Public Entrypoints¶
CypherGlot exposes a small compiler-facing API. These are the public surfaces a host runtime or integration layer should usually start from:
parse_cypher_text(...)validate_cypher_text(...)normalize_cypher_text(...)graph_schema_from_text(...)schema_ddl_from_text(...)to_sqlglot_ast(...)to_sql(...)to_sqlglot_program(...)render_cypher_program_text(...)
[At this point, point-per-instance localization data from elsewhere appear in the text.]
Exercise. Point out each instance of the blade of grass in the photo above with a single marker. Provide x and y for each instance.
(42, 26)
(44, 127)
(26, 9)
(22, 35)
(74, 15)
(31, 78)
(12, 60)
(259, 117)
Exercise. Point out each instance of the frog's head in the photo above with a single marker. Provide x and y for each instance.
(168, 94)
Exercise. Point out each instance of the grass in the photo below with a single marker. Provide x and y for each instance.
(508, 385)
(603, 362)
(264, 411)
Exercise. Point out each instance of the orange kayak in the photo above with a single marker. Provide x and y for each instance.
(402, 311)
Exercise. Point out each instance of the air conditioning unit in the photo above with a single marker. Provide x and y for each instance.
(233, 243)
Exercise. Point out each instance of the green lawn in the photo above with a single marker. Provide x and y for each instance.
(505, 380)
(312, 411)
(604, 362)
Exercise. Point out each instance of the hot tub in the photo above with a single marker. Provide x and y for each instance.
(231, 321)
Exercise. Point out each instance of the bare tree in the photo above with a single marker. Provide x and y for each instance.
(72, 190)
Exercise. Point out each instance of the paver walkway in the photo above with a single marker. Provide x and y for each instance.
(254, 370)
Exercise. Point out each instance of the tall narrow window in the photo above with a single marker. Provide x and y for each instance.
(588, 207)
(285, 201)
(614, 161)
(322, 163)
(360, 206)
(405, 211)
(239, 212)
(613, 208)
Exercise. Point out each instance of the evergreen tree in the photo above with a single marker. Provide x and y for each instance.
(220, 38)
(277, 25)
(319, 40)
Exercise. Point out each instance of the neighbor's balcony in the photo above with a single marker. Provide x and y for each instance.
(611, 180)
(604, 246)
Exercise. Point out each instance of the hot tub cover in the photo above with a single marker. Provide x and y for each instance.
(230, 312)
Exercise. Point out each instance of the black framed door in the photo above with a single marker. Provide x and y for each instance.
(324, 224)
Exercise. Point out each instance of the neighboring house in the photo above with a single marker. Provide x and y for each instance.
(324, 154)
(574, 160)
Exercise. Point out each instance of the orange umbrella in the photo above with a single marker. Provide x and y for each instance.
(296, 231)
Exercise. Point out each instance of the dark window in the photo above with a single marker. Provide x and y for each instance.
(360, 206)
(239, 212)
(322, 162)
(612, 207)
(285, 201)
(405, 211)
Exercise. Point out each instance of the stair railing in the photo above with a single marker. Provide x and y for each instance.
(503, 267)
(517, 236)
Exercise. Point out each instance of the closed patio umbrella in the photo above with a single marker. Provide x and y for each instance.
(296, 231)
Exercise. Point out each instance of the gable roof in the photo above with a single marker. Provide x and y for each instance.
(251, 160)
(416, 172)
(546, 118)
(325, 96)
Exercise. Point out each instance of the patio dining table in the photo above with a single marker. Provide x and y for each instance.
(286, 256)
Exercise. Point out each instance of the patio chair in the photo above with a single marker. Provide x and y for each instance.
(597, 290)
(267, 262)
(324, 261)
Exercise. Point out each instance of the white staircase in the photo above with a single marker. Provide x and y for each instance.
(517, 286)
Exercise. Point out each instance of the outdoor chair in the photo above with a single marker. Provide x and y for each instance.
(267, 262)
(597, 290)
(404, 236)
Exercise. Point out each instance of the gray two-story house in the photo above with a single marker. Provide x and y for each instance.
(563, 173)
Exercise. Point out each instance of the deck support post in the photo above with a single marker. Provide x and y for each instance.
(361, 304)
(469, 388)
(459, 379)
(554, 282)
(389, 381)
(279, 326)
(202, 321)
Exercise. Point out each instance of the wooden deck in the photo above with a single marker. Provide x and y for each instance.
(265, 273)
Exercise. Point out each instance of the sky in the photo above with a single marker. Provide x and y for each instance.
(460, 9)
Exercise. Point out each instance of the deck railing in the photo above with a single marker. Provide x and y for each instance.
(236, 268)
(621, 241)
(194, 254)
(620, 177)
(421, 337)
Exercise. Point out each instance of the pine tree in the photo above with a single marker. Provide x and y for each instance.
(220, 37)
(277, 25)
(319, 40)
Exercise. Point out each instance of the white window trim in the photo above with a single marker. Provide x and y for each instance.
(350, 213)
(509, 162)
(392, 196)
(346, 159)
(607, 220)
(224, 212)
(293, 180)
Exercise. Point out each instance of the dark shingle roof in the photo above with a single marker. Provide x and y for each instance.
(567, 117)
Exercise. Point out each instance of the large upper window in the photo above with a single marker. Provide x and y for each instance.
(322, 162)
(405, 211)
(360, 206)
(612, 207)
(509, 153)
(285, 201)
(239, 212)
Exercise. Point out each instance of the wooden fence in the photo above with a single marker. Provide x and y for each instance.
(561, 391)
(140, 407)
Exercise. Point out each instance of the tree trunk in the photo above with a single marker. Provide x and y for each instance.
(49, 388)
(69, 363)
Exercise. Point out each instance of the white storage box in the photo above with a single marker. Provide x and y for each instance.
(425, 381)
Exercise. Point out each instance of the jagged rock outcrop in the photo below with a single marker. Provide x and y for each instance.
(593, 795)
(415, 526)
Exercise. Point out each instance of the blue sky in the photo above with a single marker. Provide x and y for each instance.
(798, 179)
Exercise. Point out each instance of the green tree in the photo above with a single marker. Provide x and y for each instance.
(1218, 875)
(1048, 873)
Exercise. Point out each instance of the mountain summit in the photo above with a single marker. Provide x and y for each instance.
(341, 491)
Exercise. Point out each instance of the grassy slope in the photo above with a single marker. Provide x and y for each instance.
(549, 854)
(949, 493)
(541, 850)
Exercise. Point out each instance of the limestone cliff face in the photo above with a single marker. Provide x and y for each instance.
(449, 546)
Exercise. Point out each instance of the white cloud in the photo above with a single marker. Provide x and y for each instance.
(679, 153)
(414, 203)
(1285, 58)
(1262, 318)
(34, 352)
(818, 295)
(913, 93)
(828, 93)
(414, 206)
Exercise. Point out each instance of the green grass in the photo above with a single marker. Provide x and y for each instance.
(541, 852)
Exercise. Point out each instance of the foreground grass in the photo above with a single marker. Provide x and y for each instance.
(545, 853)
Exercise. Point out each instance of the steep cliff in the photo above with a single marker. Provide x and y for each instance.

They split naturally into three layers:
- parse and validation
- normalized host-runtime handoff
- SQLGlot-backed compilation and rendering
If you want the overall boundary and backend assumptions, see the Compiler Contract and Schema Contract guides. This page is narrower: it explains what each public entrypoint is for and shows what a few real query shapes look like as they move through the API.
At a glance¶
| Entrypoint | What it returns | Use it when | Notes |
|---|---|---|---|
parse_cypher_text(text) |
CypherParseResult |
You want the raw parse result and syntax errors | Parsing does not enforce the admitted subset by itself. |
validate_cypher_text(text) |
None or raises ValueError |
You want an explicit admitted-subset check | Good boundary check before relying on compilation. |
normalize_cypher_text(text) |
A repo-owned normalized statement object | You need a stable host-runtime handoff shape | This is also the main public surface for vector-aware queries. |
graph_schema_from_text(text) |
GraphSchema |
You want to define graph types via CREATE NODE / CREATE EDGE text instead of raw Python object construction |
This is the graph-native schema-definition surface above GraphSchema(...). |
schema_ddl_from_text(text, backend) |
list[str] |
You want backend DDL from that schema-definition text | Reuses the checked-in type-aware schema DDL generator. |
to_sqlglot_ast(text) |
one SQLGlot Expression |
The admitted query lowers to one SQL statement | Rejects multi-step shapes. |
to_sql(text, dialect=...) |
rendered SQL text | You want string SQL for one admitted statement | Thin rendering helper over to_sqlglot_ast(...). |
to_sqlglot_program(text) |
CompiledCypherProgram |
The admitted query lowers to multiple SQL-backed steps | Used for writes and other program-shaped flows. |
render_cypher_program_text(text, dialect=...) |
RenderedCypherProgram |
You want SQL text for each compiled program step | Preserves program structure instead of flattening it. |
How to choose¶
Use the highest-level public entrypoint that matches your actual need.
- Use
parse_cypher_text(...)when you are inspecting syntax or surfacing parse errors directly. - Use
validate_cypher_text(...)when you need a fast yes-or-no admitted-subset boundary check. - Use
normalize_cypher_text(...)when a host runtime needs structured Cypher intent, especially for vector-aware queries. - Use
graph_schema_from_text(...)when a host wants graph-native schema input without constructingGraphSchema(...)manually. - Use
schema_ddl_from_text(...)when that schema-definition text should lower directly to backend DDL. - Use
to_sqlglot_ast(...)orto_sql(...)for admitted single-statement shapes. - Use
to_sqlglot_program(...)orrender_cypher_program_text(...)for admitted multi-step shapes.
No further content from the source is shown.